Although the program initially targeted musicians at small churches, it broadened its scope after discovering that musicians at medium and large churches, particularly those who didn't grew up in liturgical churches, needed assistance, too, Johnston said.

The program no longer receives funding from the Episcopal Church or ELCA and operates with a board but no paid national coordinator. Students typically pay $500 to $600 per year in tuition, with scholarship money available, Johnston said.

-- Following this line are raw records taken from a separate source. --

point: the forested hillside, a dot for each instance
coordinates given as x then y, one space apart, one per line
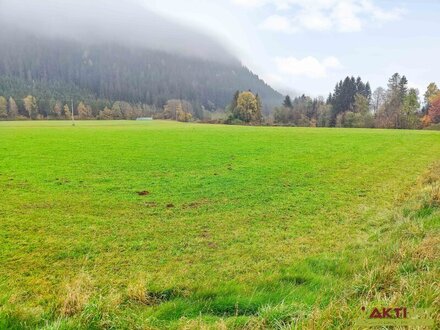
58 69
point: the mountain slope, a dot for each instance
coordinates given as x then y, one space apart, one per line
103 64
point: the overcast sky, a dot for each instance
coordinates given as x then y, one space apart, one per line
308 45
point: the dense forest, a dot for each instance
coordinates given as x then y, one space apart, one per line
353 104
55 70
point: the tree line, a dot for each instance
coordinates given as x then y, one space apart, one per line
67 69
353 104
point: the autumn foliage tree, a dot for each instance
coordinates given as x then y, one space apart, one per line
248 108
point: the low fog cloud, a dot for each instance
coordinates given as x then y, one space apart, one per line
109 21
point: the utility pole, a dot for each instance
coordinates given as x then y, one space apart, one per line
73 117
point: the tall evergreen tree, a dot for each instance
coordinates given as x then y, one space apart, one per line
287 102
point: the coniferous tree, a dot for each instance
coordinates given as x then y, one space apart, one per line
287 102
3 108
12 109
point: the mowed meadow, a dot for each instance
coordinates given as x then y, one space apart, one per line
139 225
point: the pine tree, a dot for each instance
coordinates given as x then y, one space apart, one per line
30 104
66 112
12 109
287 102
3 108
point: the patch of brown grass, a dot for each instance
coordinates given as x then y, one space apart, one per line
77 294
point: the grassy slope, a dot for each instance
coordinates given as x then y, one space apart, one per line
238 219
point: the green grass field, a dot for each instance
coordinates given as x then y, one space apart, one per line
237 227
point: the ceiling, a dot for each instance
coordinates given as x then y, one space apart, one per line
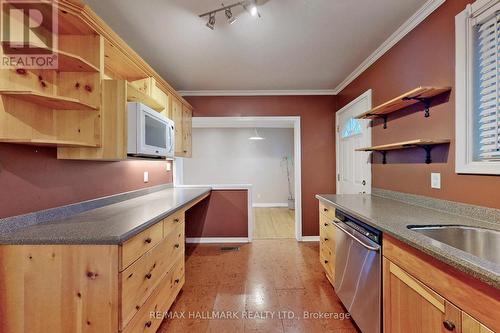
296 45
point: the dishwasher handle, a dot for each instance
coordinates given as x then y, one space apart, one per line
369 247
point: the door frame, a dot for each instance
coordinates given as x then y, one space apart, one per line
367 95
261 122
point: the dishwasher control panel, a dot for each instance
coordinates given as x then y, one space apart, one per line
359 226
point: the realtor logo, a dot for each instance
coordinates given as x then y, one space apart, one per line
29 34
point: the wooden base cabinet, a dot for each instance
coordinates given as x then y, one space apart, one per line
93 288
437 305
327 241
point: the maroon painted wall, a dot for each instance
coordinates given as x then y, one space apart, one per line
426 56
317 138
32 178
223 214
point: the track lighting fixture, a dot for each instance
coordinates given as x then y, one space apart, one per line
229 15
211 21
249 5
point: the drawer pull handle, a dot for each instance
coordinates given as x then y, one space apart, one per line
449 325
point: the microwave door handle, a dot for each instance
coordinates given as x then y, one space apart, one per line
372 248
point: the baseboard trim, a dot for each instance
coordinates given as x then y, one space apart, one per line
309 239
265 205
216 240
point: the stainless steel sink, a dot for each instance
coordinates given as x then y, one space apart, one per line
483 243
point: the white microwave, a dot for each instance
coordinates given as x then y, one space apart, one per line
150 134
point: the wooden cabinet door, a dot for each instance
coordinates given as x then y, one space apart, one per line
471 325
187 125
177 118
411 307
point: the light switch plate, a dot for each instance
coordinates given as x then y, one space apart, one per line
436 180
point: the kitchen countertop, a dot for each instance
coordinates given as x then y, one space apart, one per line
392 217
111 224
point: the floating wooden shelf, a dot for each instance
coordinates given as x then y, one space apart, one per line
48 142
68 62
135 95
417 95
427 145
49 101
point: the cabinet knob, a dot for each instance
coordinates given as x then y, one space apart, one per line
449 325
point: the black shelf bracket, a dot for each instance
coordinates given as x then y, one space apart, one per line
425 101
427 149
383 116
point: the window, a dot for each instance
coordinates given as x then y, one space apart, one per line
352 127
478 88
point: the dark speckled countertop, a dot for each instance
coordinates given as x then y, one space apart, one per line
392 217
111 224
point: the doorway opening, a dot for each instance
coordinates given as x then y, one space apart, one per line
263 152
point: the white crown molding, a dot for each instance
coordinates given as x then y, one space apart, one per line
323 92
428 8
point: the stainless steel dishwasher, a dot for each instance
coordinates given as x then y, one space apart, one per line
358 271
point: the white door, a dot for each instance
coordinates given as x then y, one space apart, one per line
354 173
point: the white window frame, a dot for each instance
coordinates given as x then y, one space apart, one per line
464 117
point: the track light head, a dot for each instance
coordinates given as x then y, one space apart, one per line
211 21
229 15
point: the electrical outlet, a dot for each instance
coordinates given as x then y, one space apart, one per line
436 180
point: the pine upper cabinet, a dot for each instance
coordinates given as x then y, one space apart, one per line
187 125
410 306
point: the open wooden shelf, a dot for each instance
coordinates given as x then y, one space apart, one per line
49 101
135 95
68 62
47 142
427 145
417 95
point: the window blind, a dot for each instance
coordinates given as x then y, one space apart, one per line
488 94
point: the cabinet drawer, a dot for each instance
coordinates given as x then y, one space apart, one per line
171 222
135 247
160 301
140 279
327 210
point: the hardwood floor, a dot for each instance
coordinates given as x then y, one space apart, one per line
276 279
274 222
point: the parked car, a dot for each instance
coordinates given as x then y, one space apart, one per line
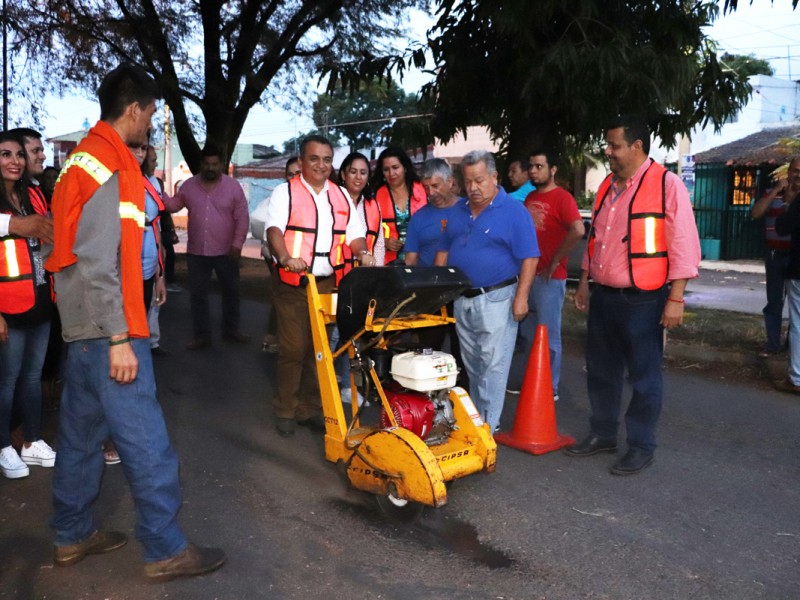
576 256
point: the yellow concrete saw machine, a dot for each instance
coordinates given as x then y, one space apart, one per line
426 431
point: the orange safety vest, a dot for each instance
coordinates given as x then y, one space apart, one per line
300 236
648 262
100 155
372 212
418 199
17 285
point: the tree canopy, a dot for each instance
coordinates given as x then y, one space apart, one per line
213 59
375 114
555 72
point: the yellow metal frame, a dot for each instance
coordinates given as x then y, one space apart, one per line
393 460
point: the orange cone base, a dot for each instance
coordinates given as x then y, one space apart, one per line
561 441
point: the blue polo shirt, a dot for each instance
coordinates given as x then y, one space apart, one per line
425 231
490 249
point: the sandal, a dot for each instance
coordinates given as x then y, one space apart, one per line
111 457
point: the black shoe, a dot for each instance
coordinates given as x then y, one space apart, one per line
193 560
635 460
592 445
784 385
236 337
99 542
285 427
315 423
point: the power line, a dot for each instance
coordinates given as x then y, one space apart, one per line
384 119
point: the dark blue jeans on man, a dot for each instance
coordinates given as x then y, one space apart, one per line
775 263
625 333
227 270
93 408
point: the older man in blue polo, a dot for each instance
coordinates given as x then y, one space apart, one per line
491 237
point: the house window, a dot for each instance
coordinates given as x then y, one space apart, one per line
744 187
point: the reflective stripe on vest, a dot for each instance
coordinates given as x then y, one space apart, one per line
372 215
89 164
419 198
17 286
12 268
648 261
301 230
128 210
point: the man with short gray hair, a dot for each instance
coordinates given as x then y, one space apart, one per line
492 239
427 224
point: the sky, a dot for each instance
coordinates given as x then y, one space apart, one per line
770 30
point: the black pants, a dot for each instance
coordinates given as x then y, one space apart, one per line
227 270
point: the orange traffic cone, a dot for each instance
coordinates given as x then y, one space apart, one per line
534 428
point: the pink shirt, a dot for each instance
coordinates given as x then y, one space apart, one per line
609 264
218 218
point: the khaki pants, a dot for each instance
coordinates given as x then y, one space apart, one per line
298 387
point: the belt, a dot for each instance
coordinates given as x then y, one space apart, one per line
478 291
631 291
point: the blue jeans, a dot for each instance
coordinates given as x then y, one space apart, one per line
93 408
625 331
775 263
227 270
487 331
545 303
793 285
21 362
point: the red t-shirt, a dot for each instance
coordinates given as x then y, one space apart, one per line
553 213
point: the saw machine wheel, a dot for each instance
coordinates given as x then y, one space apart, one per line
398 509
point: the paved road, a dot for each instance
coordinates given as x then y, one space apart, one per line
714 518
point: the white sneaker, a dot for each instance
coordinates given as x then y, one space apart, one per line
11 465
38 453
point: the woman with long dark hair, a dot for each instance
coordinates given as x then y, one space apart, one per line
354 176
25 310
399 194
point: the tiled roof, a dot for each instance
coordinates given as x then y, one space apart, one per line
762 148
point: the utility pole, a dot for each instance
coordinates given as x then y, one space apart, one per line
167 152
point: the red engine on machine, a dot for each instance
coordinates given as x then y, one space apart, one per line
412 410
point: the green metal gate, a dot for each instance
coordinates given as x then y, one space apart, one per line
723 196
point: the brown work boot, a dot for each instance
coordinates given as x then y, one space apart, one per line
99 542
192 560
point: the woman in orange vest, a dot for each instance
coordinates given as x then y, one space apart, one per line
354 176
400 194
25 310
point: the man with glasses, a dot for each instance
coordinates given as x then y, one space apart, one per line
309 219
491 238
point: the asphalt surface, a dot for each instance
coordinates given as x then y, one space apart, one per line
715 517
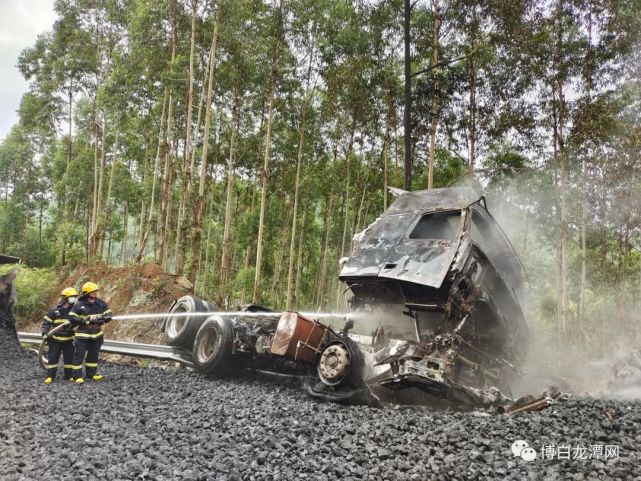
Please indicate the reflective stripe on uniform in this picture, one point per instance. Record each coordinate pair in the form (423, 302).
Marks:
(84, 335)
(62, 338)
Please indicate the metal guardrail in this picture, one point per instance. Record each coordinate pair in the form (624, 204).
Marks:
(152, 351)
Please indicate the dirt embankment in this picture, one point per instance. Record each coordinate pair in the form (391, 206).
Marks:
(127, 290)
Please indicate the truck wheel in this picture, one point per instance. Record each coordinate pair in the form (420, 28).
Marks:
(340, 363)
(181, 330)
(213, 346)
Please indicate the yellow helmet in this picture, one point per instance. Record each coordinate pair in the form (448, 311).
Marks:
(68, 292)
(89, 287)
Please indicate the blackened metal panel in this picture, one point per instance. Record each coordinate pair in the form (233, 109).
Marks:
(448, 198)
(420, 261)
(377, 243)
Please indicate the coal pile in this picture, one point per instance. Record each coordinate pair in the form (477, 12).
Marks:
(164, 425)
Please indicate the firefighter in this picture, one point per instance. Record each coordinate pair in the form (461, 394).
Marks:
(89, 314)
(62, 340)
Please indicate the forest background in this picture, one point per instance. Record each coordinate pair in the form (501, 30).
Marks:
(242, 143)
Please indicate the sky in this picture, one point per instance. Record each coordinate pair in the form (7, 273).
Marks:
(20, 24)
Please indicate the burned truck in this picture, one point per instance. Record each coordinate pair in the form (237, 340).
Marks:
(435, 313)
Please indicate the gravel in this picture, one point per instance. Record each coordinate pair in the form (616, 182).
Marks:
(163, 425)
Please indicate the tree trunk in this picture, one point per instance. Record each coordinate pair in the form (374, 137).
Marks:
(329, 214)
(200, 203)
(299, 162)
(109, 203)
(225, 264)
(179, 253)
(436, 12)
(95, 236)
(299, 262)
(159, 149)
(164, 196)
(69, 150)
(407, 114)
(472, 77)
(265, 173)
(123, 253)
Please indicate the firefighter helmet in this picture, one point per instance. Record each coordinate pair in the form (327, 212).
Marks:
(69, 292)
(89, 287)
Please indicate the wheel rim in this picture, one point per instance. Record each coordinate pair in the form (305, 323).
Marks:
(334, 364)
(207, 345)
(176, 325)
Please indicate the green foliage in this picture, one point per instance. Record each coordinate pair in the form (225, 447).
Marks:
(33, 287)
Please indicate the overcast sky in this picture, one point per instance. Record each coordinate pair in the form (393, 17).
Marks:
(20, 23)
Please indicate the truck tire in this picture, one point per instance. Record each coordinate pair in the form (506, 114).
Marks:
(181, 331)
(213, 346)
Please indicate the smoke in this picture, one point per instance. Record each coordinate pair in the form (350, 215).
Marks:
(585, 355)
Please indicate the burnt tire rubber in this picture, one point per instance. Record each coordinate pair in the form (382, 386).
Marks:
(212, 351)
(181, 331)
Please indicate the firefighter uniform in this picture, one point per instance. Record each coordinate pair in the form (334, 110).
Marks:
(60, 343)
(88, 316)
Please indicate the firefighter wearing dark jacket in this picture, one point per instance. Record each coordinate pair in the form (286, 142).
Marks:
(61, 342)
(88, 316)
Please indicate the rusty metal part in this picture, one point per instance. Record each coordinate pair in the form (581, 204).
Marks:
(299, 338)
(537, 405)
(334, 364)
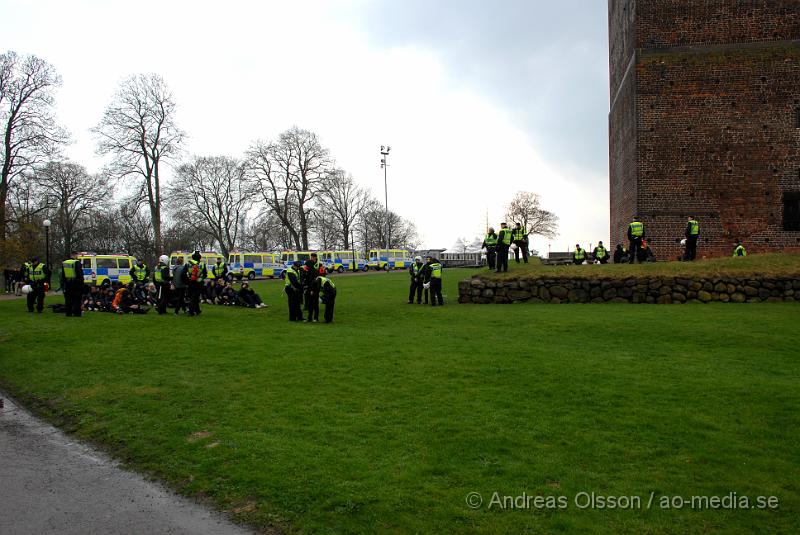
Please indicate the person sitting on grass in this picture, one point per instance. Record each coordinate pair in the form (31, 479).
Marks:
(249, 298)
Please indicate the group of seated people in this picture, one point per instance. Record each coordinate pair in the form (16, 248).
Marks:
(221, 292)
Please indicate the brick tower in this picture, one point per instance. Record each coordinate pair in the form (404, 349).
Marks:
(705, 121)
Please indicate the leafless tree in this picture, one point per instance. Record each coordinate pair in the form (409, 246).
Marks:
(525, 208)
(139, 131)
(218, 191)
(30, 133)
(343, 199)
(290, 174)
(72, 197)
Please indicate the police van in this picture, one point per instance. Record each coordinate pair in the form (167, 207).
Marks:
(249, 265)
(340, 261)
(289, 257)
(209, 258)
(103, 269)
(387, 259)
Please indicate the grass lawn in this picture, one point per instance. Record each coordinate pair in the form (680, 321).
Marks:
(386, 420)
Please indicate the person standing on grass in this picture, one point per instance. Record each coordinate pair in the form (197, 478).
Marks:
(294, 291)
(692, 233)
(436, 282)
(601, 253)
(416, 281)
(162, 279)
(490, 244)
(179, 284)
(72, 277)
(578, 255)
(520, 237)
(504, 238)
(635, 237)
(326, 290)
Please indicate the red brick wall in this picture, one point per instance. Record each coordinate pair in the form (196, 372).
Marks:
(709, 130)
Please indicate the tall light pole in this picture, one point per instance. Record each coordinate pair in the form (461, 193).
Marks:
(46, 224)
(384, 164)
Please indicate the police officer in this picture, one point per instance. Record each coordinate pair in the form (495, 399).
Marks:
(294, 291)
(490, 244)
(311, 270)
(72, 275)
(520, 237)
(195, 273)
(692, 233)
(503, 243)
(327, 293)
(36, 275)
(578, 255)
(635, 237)
(436, 282)
(601, 253)
(220, 270)
(416, 281)
(139, 272)
(162, 279)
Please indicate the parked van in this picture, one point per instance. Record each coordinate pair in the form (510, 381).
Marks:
(387, 259)
(341, 261)
(208, 258)
(249, 265)
(102, 270)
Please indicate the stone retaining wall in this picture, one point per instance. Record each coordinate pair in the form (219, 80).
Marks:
(661, 290)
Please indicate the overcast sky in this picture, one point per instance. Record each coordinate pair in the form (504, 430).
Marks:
(477, 99)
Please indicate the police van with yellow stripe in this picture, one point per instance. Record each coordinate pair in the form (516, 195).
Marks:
(103, 269)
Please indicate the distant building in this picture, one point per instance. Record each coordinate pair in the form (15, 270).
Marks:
(705, 120)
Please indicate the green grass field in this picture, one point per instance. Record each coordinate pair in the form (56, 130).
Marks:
(386, 420)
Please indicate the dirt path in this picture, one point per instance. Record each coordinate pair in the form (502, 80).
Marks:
(51, 484)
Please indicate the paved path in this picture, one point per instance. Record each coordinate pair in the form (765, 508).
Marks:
(50, 484)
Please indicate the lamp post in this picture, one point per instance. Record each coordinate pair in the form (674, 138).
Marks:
(46, 223)
(384, 164)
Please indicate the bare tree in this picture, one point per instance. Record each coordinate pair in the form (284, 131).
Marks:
(138, 130)
(72, 197)
(343, 199)
(525, 208)
(291, 173)
(217, 190)
(30, 133)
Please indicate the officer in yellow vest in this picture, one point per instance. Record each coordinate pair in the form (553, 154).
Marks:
(692, 233)
(72, 275)
(36, 275)
(520, 237)
(139, 272)
(490, 244)
(601, 253)
(635, 237)
(294, 291)
(416, 281)
(436, 282)
(503, 243)
(327, 294)
(578, 255)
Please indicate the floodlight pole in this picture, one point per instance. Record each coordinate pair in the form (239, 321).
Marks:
(384, 163)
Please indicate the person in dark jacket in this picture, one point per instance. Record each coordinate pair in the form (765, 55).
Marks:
(415, 271)
(72, 277)
(311, 270)
(294, 291)
(326, 290)
(163, 281)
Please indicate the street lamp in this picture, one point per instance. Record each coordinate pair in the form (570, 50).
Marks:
(46, 223)
(384, 164)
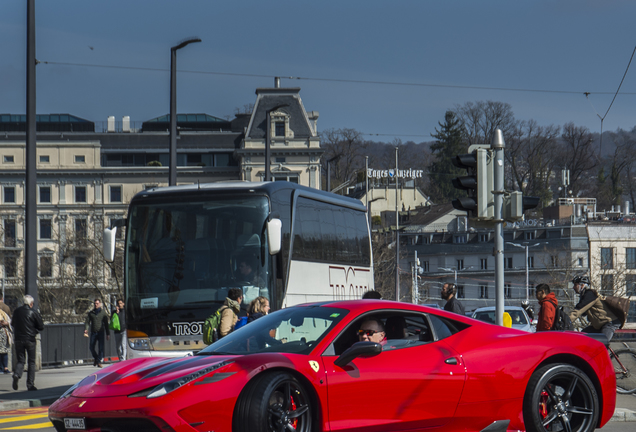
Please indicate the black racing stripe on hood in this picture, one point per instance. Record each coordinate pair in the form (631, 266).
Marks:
(180, 364)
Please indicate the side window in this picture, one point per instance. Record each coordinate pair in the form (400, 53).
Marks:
(401, 330)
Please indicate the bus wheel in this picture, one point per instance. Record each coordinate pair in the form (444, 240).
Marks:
(277, 402)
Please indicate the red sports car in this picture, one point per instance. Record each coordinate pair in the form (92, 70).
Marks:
(367, 365)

To help reach students in more remote areas, LPM hopes to launch online distance learning opportunities, likely beginning with its text-based courses, in January, she said. As they add distance courses, LPM hopes to match students with local AAM mentors who can provide skills training to complement the online components, she said.

"It's very rewarding to do this," Johnston said. "So many of our students don't have university degrees, and they do it because of a real love for church music. It is a vocation, and one of the things that LPM seeks to do is to give a vocational awareness and to help support that vocation with resources … This isn't just a job where you go show up and play on Sundays."

Rochelle Felsburg, music director at the Episcopal Church of the Messiah, Fredericksburg, Virginia, recently completed her first year of LPM training. Raised Baptist and a Moody Bible Institute graduate with a degree in church music, "I didn't know much about liturgy," she said.

She was part of the music staff at a large Baptist church when she first worshiped in Lutheran churches while visiting in Germany and loved it. Over time, she decided she wanted to worship in a liturgical church and felt called to be a music director. She began work at Messiah and accepted her rector's invitation to participate in LPM.

"I've learned so much," she said. "Probably the biggest thing it's helped me with is understanding the 1982 Hymnal, because it was just completely foreign to me. There were no titles [for hymns]. A lot of the pieces just were different. I have never chanted before. All of that was brand new to me."

She also appreciated learning about resources from Johnston. "She just brought piles of resources: websites, books, places to look for music, publishers. She'd bring in samples," Felsburg said. "And it's just been great working with other church musicians. We talk about things. We can relate to each other's problems and victories and share things. It's really an encouragement."